Texto do curador Raphael Fonseca para fotografia que participa do projeto Fotos Pró Rio, ação solidária articulada pelo FotoRio, Villa Aymoré, Ateliê Oriente e Retrato Espaço Cultural. Agosto, 2020.

Em Nenhum o espectador é confrontado com 6’45’’ de um esquema laboratorialmente organizado para tornar coabitáveis sensações que abrem lugar ao surgimento de uma beleza trágica, que ganha textura com o andar da narrativa. Trabalhando na fresta entre o deleite e a apreensão, Benedito isola um fenômeno comum em noites quentes e úmidas, para, em caráter experimental, assistir e registrar a história de uma derrota – uma entre tantas no mundo dos seres que involuntariamente caem nas sombras da inventividade humana.

Não se trata, assim, da beleza serena, porque circundada por aflição e uma luta por sobrevivência que une o ímpeto por vencer um forte extinto inato ao esforço necessário para escapar do claustro. O resultado não poderia ser outro além da própria ruína, esta sim serena e nobre, pois resignada. A sequência em pouco tempo abre-se ao previsível: padecer ou escapar. O triunfo do primeiro intensifica a tragicidade dos segundos finais da filmagem, em que o corpo açoitado e exausto repousa sobre a luz para morrer coroando seu martírio.

Os breves momentos em que a visão é obliterada para dar lugar ao som dos movimentos agonizantes, mais do que prosseguirem com a narrativa, ressaltam o impulso por vida ainda restante no animal enclausurado. Já o formato do vídeo atua menos como emulador de uma manjada armadilha para insetos noturnos que é a fonte de luz artificial, para em verdade atrair a atenção do espectador a partilhar dessa experiência de beleza que habita na confluência entre o belo, o inquietante e o estranhamento: a eterna ciranda de Apolo e Dionísio.

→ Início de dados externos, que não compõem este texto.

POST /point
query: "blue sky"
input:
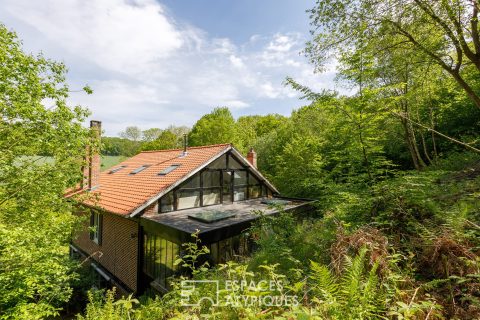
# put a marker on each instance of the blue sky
(156, 63)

Texto do pesquisador Victor Zaiden (Goethe-Universität Frankfurt) para catálogo da exposição Do Corpo Objeto ao Animal Político. Divisão de Artes Plásticas, Arte Londrina 8. Curadoria de Danillo Villa e Michelle Sommer. Junho, 2020.

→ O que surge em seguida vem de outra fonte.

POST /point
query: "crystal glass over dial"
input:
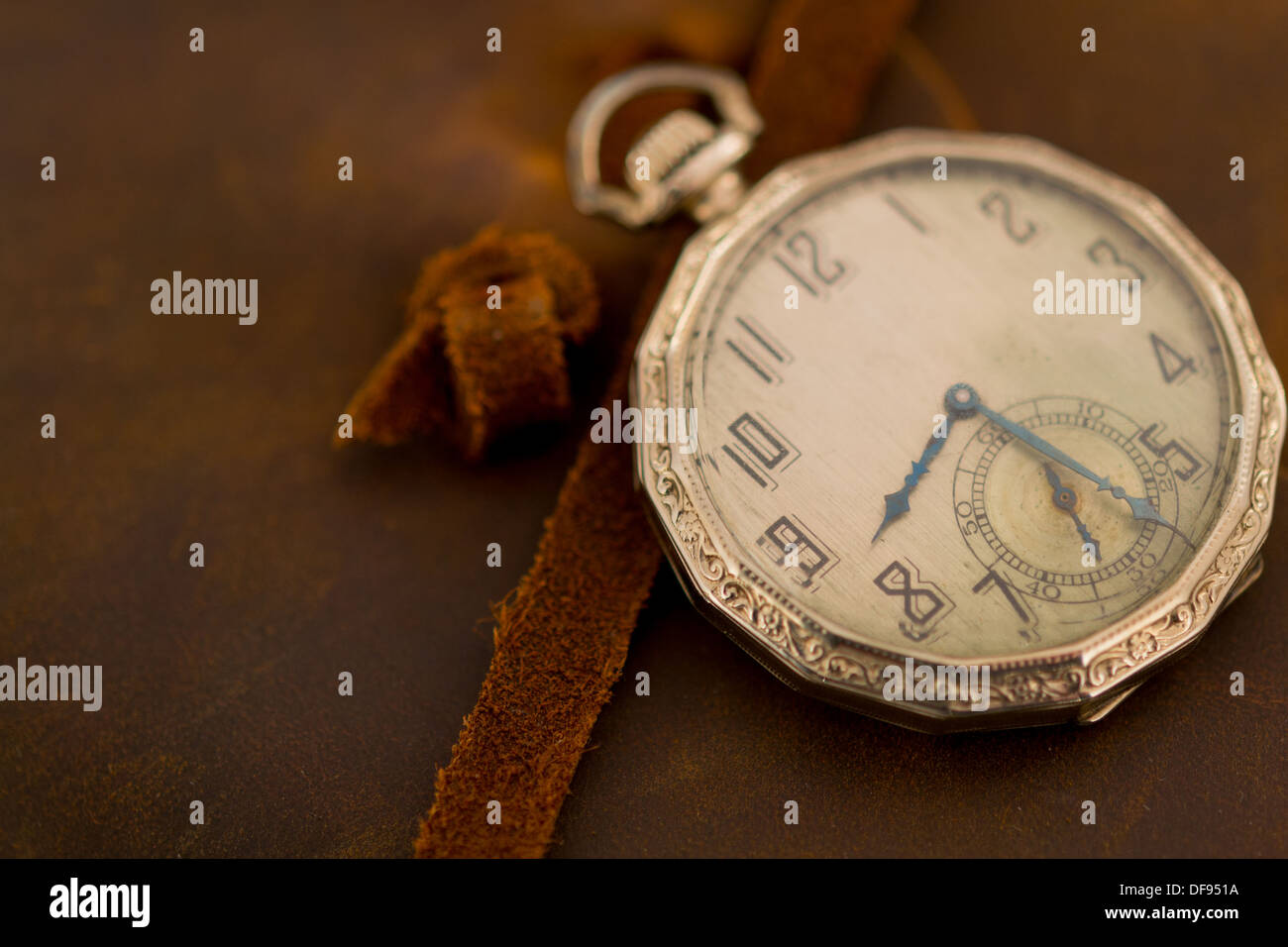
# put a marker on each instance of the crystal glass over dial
(934, 447)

Um senhor adoecido se arrasta para o vazio terreno da rua 57, o corpo envolvido por um lençol azul, azul como o Césio em noite de lua nova. Há 30 anos, a cápsula começava a ser desmontada naquele mesmo lugar. Quem sabe não testemunhamos a última dança de um homem ao som do silêncio dos mortos? O acidente do Césio-137 é ironicamente relembrado por Benedito Ferreira, que reflete com seu filme a especulação imobiliária pela qual vem passando a região mais fortemente afetada pelo incidente. A Comissão Nacional de Energia Nuclear e o estado de Goiás decidiram que um museu ajudará a recuperar e preservar essa memória, o que torna inevitável a curiosidade sobre a história que vão contar: será a dos contaminados? O terreno no qual os jovens ensaiam sua mórbida apresentação foi um dos focos desse acidente de aspecto criminoso: a casa fora demolida, o solo retirado e uma camada de concreto colocada para controlar a radiação, mas algo ficou.

Texto do curador Diego Franco para catálogo da 16ª Mostra do Filme Livre (RJ). Março, 2017.